Othello Project
Group members:
Chun Chao and
Olga Merport
Introduction
Genetic programming (GP) extends the genetic algorithm to the domain of
computer programs. In genetic programming, populations of programs are
genetically bred to solve different types of problems. One of the various
fields where genetic programming can be applied is game-playing. The goal of
the assignment was to apply GP algorithm to the game Othello, and to study how
variations on the hypothesis, learning methods, and result evaluation methods
can change the performance.
The java implementation of the game was given. The player was able to
play against Edgar (best player), a random player as well as a human
being. The given cost function used to evaluate the move included 4
arithmetic operators "+,-,*,/" and 9 terminals: "white, black, white_edges,
black_edges, white_corners, black_corners, white_near_corners,
black_near_corners, 10". During the game, the initial population consisted
of various hypothesis (function trees) was produced, and the crossover and
mutation operations were applied to them.
Approaches
To evaluate the change of the performance, we have created a new java class
called OthelloOurPlayer which we made a subclass of OthelloPalyer. We wanted
our player to inherit all the properties of the base class OthelloPlayer as
well as to be able to use some new functionality. We have looked at the
following variations of the given implementation:
-
I. Variations on the hypothesis:
We want to maximize the number of moves our player can make and
at the same time, minimize the number of moves our opponent can make.

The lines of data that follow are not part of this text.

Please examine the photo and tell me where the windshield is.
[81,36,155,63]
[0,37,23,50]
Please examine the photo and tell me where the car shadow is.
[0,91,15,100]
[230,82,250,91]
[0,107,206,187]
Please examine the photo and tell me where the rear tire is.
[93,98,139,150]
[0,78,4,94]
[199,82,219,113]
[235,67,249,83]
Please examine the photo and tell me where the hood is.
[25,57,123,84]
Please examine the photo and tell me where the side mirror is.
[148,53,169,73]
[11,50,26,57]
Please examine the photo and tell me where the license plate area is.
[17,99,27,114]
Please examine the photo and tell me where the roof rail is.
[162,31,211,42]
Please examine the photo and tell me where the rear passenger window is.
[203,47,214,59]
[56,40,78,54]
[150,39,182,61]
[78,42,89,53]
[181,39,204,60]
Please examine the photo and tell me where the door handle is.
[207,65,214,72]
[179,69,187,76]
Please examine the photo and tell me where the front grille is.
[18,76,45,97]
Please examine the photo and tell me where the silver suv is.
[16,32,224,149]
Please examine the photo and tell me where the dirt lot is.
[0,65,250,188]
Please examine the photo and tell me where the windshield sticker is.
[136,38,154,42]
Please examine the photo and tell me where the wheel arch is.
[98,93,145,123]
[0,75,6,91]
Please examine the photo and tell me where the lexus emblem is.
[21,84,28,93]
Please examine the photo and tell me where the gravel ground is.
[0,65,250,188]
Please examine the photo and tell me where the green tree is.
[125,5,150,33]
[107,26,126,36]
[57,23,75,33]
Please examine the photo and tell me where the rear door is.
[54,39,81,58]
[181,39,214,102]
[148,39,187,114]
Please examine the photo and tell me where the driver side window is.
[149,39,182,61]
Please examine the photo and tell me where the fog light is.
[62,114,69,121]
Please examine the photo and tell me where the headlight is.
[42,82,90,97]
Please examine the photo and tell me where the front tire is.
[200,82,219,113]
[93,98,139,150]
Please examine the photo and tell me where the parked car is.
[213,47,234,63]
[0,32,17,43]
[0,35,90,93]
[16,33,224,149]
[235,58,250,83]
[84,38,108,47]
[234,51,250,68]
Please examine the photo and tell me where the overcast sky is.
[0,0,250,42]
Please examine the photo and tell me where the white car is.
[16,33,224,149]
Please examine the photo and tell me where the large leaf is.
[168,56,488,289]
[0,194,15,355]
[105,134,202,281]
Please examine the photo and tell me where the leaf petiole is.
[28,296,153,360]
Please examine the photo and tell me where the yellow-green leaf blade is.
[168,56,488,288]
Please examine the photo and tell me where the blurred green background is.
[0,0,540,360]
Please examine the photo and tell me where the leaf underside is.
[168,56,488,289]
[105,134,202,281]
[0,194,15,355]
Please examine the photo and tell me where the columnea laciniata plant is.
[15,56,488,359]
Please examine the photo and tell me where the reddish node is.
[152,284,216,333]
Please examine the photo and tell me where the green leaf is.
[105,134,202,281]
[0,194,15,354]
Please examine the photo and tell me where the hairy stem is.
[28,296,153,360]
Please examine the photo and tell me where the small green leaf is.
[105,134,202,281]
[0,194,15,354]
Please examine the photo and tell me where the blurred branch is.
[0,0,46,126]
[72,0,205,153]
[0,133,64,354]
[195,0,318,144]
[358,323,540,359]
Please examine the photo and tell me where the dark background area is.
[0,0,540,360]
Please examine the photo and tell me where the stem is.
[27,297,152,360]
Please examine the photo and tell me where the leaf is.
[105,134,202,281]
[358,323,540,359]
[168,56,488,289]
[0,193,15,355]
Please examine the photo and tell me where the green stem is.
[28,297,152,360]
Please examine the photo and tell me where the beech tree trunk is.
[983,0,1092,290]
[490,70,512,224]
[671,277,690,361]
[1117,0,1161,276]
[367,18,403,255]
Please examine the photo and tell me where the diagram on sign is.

This approach looked like a good heuristic: if at the end of the game,
the player can make more moves than the opponent, it should potentially
increase the chance of winning.
To achieve this, we added two other primitives:
possible_moves_white
possible_moves_black
Now after each move, the player would calculate the number of possible
moves for its opponent and use this information.
-
II. Variations on the learning method:
Competitive fitness measure - population plays against itself
or competing population co-evolve.
There is a known biology fact that no two populations can occupy
the same niche. We intend to see if this holds true for the
genetic programming. If this holds true, and we still have one
population left after the competition, will this champion be a very
good Othello player? If not, maybe there is something wrong with our
fitness measure to begin with, that our "niche" does not correctly
reflect the real Othello playing scenario.
We have created two "OurPlayers" which played against each other.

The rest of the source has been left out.